La fantaisie des peintres naïfs se manifeste aussi lorsqu’ils revisitent des scènes bibliques telles que le Jardin d’Eden.
Rappelons qu’au 
moment où la peinture académique fait d’Ève une muse, Rousseau la représente avec un caractère « rustre », moins « avenant », c’est-à-dire plus « innocente au monde » (Le Douanier Rousseau, Jean-Claude Lévêque).
La tentation du serpent de la Genèse semble alors 
plus barbare encore et sa présence revêt un aspect moralisateur très fort : il est l’élément perturbateur dans un jardin d’Eden reflet des
idéaux et des aspirations de l’artiste, où Ève encore pure s’apprête à pécher par sa faute.
En mangeant la pomme, Ève se civilise en un 
sens, elle accède à la connaissance et bascule.
Sur le plan plastique, l’animal sauvage en son lieu de plénitude permet d’explorer les couleurs et les détails, de peindre chaque robe de l’animal ou chaque feuille de la végétation - la minutie dans la réalisation étant l’un des critères majeurs de l’art naïf.

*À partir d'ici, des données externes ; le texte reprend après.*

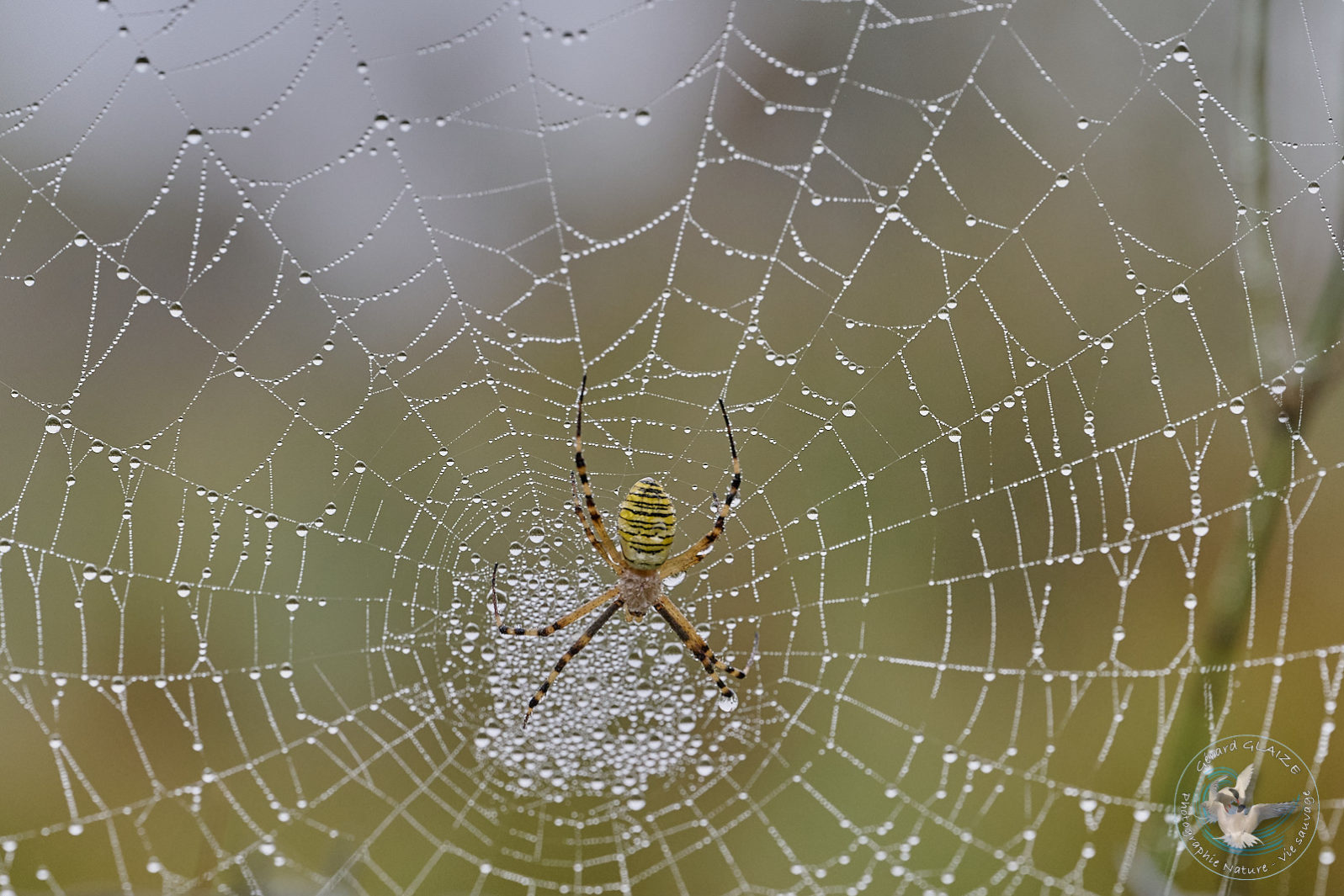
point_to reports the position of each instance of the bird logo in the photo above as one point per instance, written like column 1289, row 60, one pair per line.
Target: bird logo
column 1235, row 814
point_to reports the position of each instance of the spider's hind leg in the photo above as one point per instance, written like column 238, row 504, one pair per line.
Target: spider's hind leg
column 700, row 650
column 569, row 655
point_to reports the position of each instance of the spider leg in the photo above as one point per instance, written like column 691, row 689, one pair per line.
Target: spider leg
column 700, row 650
column 695, row 553
column 587, row 531
column 569, row 655
column 582, row 470
column 573, row 616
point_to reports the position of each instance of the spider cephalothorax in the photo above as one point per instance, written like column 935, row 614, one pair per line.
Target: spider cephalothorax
column 645, row 527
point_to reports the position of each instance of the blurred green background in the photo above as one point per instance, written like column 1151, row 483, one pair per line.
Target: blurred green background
column 1026, row 320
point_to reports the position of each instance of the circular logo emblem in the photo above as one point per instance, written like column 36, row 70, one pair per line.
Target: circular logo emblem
column 1247, row 806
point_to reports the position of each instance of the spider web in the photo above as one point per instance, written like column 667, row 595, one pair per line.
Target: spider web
column 1026, row 319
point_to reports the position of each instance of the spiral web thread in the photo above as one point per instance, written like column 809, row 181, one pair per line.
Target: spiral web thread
column 1026, row 319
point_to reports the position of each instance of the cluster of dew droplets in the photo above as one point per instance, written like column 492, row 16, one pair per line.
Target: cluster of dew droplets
column 632, row 708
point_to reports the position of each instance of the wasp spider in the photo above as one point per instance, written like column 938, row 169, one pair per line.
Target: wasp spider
column 645, row 526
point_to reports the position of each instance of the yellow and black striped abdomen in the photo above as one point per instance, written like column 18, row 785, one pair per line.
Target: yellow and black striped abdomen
column 646, row 526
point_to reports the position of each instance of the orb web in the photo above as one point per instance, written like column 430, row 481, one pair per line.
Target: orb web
column 1026, row 316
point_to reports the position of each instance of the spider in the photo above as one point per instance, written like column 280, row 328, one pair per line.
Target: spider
column 645, row 526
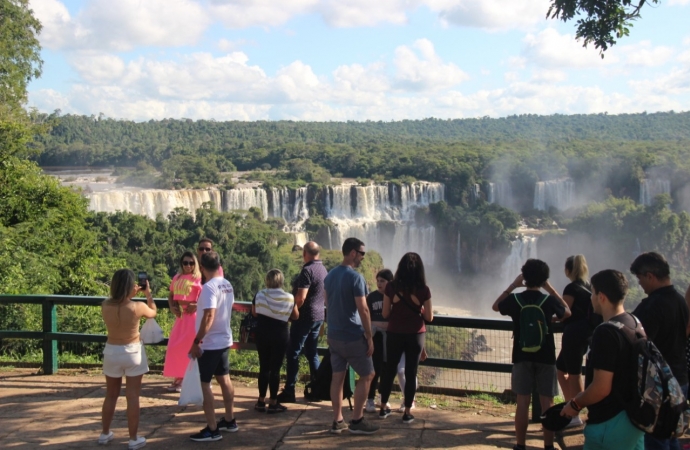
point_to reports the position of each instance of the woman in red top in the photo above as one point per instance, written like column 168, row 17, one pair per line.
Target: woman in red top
column 406, row 305
column 184, row 292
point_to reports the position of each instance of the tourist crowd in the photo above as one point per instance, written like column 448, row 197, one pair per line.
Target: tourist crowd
column 381, row 334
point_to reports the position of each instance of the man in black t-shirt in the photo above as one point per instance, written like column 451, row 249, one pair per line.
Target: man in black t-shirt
column 664, row 315
column 539, row 366
column 611, row 371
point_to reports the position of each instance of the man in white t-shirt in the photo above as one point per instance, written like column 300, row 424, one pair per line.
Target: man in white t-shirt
column 211, row 346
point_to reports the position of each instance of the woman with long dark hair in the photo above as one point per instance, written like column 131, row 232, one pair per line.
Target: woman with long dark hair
column 184, row 293
column 124, row 354
column 576, row 329
column 407, row 306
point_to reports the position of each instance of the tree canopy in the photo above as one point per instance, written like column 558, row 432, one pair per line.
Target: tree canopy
column 600, row 22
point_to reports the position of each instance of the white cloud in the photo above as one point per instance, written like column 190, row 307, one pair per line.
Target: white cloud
column 248, row 13
column 226, row 45
column 97, row 68
column 552, row 50
column 426, row 72
column 121, row 25
column 644, row 54
column 491, row 14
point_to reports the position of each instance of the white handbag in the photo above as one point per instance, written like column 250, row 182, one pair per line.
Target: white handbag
column 151, row 332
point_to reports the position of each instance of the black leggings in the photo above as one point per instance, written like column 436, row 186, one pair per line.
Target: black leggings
column 378, row 361
column 411, row 344
column 271, row 345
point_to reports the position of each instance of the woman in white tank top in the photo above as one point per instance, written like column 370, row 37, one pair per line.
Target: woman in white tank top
column 124, row 354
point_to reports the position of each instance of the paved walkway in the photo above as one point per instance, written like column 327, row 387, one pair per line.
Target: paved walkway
column 63, row 411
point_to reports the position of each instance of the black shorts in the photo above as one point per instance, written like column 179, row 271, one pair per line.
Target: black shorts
column 213, row 362
column 573, row 349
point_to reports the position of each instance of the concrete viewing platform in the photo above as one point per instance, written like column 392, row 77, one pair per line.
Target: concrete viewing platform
column 64, row 411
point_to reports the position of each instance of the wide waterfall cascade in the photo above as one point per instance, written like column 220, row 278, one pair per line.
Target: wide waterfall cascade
column 521, row 250
column 651, row 187
column 500, row 193
column 150, row 202
column 557, row 193
column 383, row 217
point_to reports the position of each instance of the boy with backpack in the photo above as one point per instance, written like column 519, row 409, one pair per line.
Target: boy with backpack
column 534, row 349
column 612, row 371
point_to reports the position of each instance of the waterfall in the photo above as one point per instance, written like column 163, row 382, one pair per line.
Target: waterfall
column 383, row 217
column 557, row 193
column 521, row 249
column 151, row 202
column 458, row 254
column 651, row 187
column 500, row 192
column 243, row 199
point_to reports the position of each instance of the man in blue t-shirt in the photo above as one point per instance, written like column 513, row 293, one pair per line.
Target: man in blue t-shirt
column 349, row 336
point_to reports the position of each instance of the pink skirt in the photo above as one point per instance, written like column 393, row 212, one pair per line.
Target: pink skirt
column 181, row 339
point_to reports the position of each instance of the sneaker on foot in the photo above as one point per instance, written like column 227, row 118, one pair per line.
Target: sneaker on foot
column 105, row 438
column 385, row 412
column 363, row 427
column 139, row 442
column 274, row 409
column 370, row 407
column 338, row 427
column 286, row 397
column 206, row 435
column 224, row 425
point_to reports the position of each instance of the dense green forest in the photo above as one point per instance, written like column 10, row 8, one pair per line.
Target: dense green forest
column 611, row 151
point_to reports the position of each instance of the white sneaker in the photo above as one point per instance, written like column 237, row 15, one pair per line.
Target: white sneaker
column 138, row 443
column 402, row 406
column 105, row 438
column 575, row 422
column 370, row 407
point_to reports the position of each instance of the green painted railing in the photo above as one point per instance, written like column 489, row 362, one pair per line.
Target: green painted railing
column 50, row 335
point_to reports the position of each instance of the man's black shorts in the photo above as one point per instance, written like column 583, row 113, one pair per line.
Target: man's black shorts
column 213, row 362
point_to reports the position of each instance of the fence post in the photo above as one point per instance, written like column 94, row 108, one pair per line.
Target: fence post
column 50, row 356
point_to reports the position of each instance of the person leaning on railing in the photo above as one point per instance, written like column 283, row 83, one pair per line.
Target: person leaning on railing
column 124, row 354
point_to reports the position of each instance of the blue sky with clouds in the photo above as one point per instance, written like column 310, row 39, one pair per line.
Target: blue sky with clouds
column 349, row 60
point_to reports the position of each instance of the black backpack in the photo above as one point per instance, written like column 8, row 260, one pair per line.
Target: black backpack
column 320, row 388
column 657, row 404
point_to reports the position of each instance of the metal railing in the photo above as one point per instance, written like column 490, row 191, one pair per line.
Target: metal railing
column 445, row 327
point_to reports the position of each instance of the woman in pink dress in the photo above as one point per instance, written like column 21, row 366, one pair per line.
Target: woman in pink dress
column 184, row 292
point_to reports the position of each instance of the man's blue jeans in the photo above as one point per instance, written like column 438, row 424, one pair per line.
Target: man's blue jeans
column 652, row 443
column 304, row 336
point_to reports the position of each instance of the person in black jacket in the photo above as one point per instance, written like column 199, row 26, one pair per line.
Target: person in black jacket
column 664, row 315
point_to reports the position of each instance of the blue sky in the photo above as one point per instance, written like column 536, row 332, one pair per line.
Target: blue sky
column 349, row 60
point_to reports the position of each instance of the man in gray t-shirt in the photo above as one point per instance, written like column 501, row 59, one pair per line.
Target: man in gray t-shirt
column 349, row 336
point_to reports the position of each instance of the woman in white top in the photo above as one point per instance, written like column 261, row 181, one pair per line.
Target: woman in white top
column 273, row 308
column 124, row 354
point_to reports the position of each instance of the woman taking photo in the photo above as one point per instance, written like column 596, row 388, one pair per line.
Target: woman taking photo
column 184, row 292
column 273, row 308
column 576, row 329
column 124, row 353
column 406, row 305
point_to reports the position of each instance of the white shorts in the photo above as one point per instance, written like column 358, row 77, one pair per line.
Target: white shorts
column 124, row 360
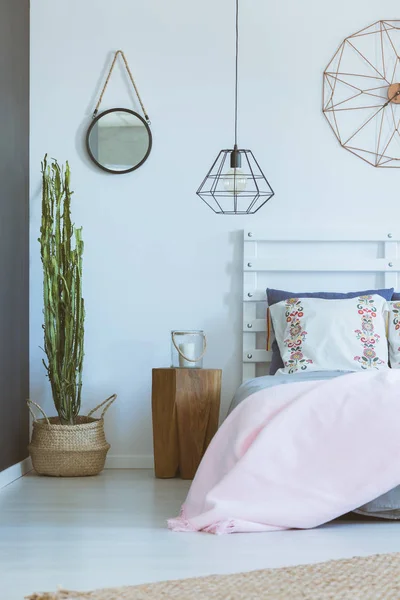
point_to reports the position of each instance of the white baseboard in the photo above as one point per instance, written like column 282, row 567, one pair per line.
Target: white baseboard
column 127, row 461
column 15, row 472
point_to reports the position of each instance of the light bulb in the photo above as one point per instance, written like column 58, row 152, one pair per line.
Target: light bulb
column 235, row 181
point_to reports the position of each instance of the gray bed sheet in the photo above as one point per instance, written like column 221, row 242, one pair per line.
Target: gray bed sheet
column 261, row 383
column 386, row 506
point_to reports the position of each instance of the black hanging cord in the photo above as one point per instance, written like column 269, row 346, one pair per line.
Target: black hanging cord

Bernard Vercruyce devant son "Grand Ours Chat"

CRÉATURES FANTASTIQUES ET DIVINITÉS

Un tel bestiaire permet aux peintres d’exprimer sans retenue une fantaisie tout droit sortie de leurs rêves.
En regard de la toile Le 
prince s’envole sur son cheval d’Aldo Verzelloni, l’ouvrage Le rêve et les naïfs édité par Max Fourny explique que le vol fait partie des images se retrouvant « de façon préférentielle dans les rêves », tout comme les « astres », un motif récurrent chez l’artiste italien.
« Ce 
sont toutes les obsessions du rêveur que leur talent a su rendre à la lumière du jour. »
Le recours aux créatures fantastiques est aussi un moyen pour l’artiste de nous rappeler à notre animalité :
le yougoslave Boris 
Zohar représente le carnaval « Kurent », spécifique des Ptuj (Slovénie).
Ces créatures mythiques parcourent les rues en 
procession,
dansant et agitant des fouets en laine pour chasser 
symboliquement l'hiver et inviter le printemps.
Quand l’homme ne se confond pas à l’animal via un costume, il reste le sujet de l’œuvre.
Pour l’Allemande Heidrun Maurer, la bête 
monstrueuse incarne le mal, dans le choix qui se présente à l’enfant.
Quant à l’ange, il symbolise la lumière.
Par le recours au fantastique, 
l’artiste illustre une décision morale s’imposant à tous tôt ou tard : faire le bien ou le mal.
Ici encore, c’est donc une problématique 
profondément humaine et universelle dont il est question.
Dans 
L’arbre et les naïfs édité par Max Fourny,
Jacques Brosse écrit : « Qu’il 
s’agisse ici d’un enfant signifie que le choix n’est pas encore fait, que le destin reste pour lui ouvert».
Voici donc une représentation de l’Arbre de Vie en tant que symbole du « processus d’individuation ».